Scheme is not very difficult either. With a little help you can implement your iterative procedure within Scheme and then control whole of the simulation from one function.

[vinerm]

If your case is steady-state, then there is no question of time step. You can just run the simulation and let the iterative process do its job every iteration. If it is transient, then the process I explained in previous post may be used.

[qazmlp223]

Quote:

Originally Posted by Juud

Hi all,

I'm a Master student working on FSI modeling of abdominal aorta aneurysms including the aortic-iliac bifurcation. I'm facing a problem implementing an algorithm in my fluid part. I'm prescribing a 3-element Windkessel model as boundary condition to my outlets. The pressure (p) of the next time step (n+1) can be calculated from the flow (q) using the following function:

p(n+1) = (R*C)/(R*C+dt)*p(n) + (dt(Z+R)+Z*R*C)/(R*C+dt)*q(n+1) - (Z*R*C)/(R*C+dt)*q(n)

This is easy when you assume q(n+1) = q(n). I implemented this using a define_execute_at_end UDF.
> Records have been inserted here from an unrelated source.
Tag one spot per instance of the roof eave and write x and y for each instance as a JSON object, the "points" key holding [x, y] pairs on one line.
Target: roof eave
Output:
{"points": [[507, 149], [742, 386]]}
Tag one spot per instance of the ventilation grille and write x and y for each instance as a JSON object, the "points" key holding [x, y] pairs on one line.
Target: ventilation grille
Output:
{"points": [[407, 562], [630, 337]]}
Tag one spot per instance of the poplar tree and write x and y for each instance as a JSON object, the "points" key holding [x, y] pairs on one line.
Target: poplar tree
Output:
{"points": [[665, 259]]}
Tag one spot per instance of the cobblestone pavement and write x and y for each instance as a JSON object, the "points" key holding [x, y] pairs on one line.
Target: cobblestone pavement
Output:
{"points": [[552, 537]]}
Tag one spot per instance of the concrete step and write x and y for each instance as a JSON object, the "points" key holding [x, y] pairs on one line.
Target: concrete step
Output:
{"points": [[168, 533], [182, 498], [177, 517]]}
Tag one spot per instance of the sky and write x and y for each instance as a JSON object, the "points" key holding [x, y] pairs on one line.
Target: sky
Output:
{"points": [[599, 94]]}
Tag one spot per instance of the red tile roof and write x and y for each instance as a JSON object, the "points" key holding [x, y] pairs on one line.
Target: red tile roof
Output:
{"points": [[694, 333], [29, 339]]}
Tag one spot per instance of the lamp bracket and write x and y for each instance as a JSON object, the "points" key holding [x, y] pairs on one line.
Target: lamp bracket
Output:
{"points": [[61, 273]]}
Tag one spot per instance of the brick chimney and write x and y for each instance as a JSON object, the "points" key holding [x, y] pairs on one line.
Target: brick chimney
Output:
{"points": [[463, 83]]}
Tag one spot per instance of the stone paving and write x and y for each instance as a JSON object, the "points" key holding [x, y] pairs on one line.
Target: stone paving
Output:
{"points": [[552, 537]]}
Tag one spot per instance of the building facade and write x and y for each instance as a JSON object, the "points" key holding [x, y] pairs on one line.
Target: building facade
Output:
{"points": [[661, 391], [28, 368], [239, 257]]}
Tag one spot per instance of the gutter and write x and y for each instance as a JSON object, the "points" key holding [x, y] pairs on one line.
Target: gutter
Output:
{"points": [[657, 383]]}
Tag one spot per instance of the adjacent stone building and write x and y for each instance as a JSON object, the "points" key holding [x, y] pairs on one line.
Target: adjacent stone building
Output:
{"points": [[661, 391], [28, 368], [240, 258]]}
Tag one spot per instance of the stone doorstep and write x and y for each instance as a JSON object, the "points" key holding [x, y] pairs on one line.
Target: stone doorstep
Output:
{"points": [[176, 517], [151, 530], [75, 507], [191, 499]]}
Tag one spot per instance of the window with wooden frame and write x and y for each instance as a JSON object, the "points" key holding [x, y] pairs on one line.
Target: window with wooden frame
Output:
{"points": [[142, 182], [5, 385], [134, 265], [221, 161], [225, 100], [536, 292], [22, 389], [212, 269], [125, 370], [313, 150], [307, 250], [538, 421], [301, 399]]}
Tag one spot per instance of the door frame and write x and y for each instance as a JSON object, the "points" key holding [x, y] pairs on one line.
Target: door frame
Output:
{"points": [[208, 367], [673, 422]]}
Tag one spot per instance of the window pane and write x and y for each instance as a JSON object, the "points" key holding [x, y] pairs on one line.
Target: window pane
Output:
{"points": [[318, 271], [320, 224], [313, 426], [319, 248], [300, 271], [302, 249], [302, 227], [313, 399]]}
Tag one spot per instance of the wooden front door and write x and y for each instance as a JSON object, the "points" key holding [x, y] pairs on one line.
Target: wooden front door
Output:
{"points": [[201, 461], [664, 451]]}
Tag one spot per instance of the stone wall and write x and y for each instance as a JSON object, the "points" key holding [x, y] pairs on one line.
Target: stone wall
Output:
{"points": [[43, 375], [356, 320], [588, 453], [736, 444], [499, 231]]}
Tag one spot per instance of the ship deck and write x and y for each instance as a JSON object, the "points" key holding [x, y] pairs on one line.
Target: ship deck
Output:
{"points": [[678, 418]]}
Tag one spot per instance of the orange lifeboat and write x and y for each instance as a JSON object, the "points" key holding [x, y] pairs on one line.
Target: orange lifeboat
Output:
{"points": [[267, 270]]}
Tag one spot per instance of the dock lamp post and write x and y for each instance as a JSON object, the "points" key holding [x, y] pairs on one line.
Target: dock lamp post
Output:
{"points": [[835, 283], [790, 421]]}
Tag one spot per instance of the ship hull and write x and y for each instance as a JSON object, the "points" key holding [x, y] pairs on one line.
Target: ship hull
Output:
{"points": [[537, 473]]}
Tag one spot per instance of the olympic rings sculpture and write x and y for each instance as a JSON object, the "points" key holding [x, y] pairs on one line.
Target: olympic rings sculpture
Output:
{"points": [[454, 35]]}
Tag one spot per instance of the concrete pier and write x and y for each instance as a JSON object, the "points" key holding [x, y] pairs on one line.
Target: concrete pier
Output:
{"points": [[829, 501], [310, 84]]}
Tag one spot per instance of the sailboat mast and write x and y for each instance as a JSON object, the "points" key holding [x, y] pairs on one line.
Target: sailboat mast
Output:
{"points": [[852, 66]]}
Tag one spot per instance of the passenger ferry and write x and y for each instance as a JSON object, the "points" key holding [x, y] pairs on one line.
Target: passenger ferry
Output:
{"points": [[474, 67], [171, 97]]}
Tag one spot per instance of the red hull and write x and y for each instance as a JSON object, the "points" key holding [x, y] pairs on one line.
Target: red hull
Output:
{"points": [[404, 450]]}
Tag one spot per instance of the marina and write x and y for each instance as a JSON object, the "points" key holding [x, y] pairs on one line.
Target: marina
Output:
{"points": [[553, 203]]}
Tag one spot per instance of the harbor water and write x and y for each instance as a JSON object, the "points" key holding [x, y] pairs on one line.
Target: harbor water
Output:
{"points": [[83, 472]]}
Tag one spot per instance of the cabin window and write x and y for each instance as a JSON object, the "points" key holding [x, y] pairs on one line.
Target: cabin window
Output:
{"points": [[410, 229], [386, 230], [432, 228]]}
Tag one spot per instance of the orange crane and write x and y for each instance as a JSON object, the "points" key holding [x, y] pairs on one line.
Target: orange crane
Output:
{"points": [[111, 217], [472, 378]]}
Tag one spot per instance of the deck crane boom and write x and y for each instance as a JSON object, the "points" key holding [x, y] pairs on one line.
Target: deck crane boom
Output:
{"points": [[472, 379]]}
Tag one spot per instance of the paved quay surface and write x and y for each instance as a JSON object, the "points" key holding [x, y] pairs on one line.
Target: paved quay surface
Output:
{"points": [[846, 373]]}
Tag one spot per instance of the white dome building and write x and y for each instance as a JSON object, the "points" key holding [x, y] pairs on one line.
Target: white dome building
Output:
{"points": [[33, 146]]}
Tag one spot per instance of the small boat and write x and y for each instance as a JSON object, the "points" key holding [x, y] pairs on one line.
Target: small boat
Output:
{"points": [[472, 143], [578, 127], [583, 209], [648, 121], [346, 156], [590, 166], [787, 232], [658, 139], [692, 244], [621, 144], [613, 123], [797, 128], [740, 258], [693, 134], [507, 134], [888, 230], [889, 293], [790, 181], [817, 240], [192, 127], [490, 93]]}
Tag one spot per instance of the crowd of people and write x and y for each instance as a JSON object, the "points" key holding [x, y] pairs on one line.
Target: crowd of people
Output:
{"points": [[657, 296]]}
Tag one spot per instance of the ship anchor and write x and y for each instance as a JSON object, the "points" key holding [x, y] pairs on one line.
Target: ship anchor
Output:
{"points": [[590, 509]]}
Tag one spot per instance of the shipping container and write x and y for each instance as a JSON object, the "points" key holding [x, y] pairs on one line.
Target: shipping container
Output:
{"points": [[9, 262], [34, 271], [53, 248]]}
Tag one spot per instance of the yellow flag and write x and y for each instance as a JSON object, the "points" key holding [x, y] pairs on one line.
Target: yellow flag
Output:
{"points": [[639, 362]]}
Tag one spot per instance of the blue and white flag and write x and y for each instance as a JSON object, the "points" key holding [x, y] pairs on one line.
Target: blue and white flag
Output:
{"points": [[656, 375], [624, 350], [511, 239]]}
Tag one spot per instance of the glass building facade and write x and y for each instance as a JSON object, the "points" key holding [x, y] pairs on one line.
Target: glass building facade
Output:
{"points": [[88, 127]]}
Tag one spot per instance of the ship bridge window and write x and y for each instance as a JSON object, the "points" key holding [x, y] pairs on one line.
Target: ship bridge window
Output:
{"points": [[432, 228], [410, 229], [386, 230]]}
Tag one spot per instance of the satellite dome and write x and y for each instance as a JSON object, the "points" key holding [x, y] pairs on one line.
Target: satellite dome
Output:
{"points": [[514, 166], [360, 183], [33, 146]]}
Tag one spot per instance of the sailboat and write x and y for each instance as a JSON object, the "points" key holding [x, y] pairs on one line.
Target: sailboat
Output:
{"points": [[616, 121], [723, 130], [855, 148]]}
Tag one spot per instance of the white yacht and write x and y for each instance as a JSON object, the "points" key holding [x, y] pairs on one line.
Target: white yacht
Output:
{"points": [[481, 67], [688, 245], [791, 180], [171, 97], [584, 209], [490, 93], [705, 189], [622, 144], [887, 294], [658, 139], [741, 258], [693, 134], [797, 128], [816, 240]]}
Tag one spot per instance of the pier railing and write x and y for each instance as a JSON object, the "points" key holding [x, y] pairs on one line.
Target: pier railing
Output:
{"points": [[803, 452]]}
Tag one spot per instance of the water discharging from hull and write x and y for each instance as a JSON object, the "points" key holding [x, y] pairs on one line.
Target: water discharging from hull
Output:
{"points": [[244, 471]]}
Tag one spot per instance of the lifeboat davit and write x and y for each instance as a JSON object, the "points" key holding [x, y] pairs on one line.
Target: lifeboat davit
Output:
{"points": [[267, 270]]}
The hard part is to predict q(n+1) if you don't assume that it's equal to q(n). My supervisor proposed an iterative method to find a better estimate for the flow in the next time step:
1 - Use q(n) as first estimate of q(n+1)
2 - Calculate the first estimate of p(n+1) given the equation stated previously
3 - Solve the continuity and momentum equations as if it's the next timestep. This will yield a new flow, which will be a better prediction of q(n+1).
4 - Use the new flow to calculate a new estimate of p(n+1)

Repeat these steps till convergence is reached (q(new) is almost equal to q(n)).

I've not been able to find a way to solve the continuity and momentum equations without continuing to the next timestep. All suggestions are more than welcome!!

Hello, I am also working on Windkessel boundary problem now. Have you solved your problem? Could you share the code with me. thanks!